We will be using Pandas library to access/manipulate the dataset, so let’s pick one of the downloads from the list, copy it’s URL, and open it in Pandas.
import pandas as pd
url = 'http://grants.gov.au/xxxxx77w3485w8tsgDownloadURLgoeshere'
test = pd.read_excel(url)
test.head()
The above commands attempt to read the Excel file located at the address in “url” variable, which we copied from the GrantsConnect website, then display the first 5 rows of the file.
We can see that something does not look exactly right - for example, the column headers are labelled “Unnamed” instead of having meaningful names.
Looking at values of the rows it seems like the column headers are not at the top of the file. In fact, they are on the 3rd row.
The first 2 rows of this file don’t seem to contain anything valuable so we can tell Pandas to skip these rows and re-load the file.
test2 = pd.read_excel(url, skiprows=2)
test2.head()
Now we can see that our column headers seem to be in the right place. Great!
The dataset is looking cleaner already, but let’s keep exploring because there may be other areas of the file which also need cleaning.

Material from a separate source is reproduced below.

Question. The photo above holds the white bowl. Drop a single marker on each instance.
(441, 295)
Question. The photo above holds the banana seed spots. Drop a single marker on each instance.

We can see some date/time columns such as “Approved Date” and “Start Date”, and it’s important that these columns are identified as date/times by Pandas so that it can handle them correctly.
Let’s have a look. The test2.dtypes
command lists the columns and datatypes from our DataFrame.
Interestingly, the “Approval Date” column is set to an “object” datatype instead of a date/time datatype.
In fact all of the date/time columns are all set to the “object” datatype, which for the sake of simplicity let’s assume “object” means “text”.
We’ve found the second issue with our dirty data file which needs to be cleaned: date/time columns, so let’s re-load the data file and specify which columns should be parsed as dates.
test3 = pd.read_excel(url, skiprows=2, parse_dates=["Approval Date", "Variation Date", "Published Date/Time", "Start Date", "End Date"])
test3.dtypes
Great, now our date/time columns have changed from being “object” datatype to “datetime” datatype!
Having these columns correctly datatyped will ensure we can perform calculations on the date/time columns correctly.
Is there anything else left in our dataset to clean?
You may have noticed the “Unnamed: 39” column when we previously ran the test3.dtypes command.
It’s odd that all of the columns have meaningful names except this one. Perhaps the column is not going to be valuable for our analysis.
Before we ignore it, let’s have a quick look at the values in the column by running the command test3.loc[:, "Unnamed: 39"]
Okay, the column seems like it’s empty, or at least not contain any valuable data, so let’s delete (drop) it from our dataset.
test4 = test3.drop("Unnamed: 39", axis=1)
test4.dtypes
The above command drops/deletes the column from our DataFrame, so now we have relatively clean dataset to perform our analysis from our original dirty data file scraped from the web!
The DataFrame is ready to perform analysis to answer questions such as:
- Which Government Departments/Agencies are providing the most funding?
test4.loc[:, ["Agency", "Value (AUD)"]].groupby("Agency").sum().sort_values(by="Value (AUD)", ascending=False)
By starting your analysis with a clean dataset you can minimise your errors and troubleshooting time, and it will also improve your data literacy over time!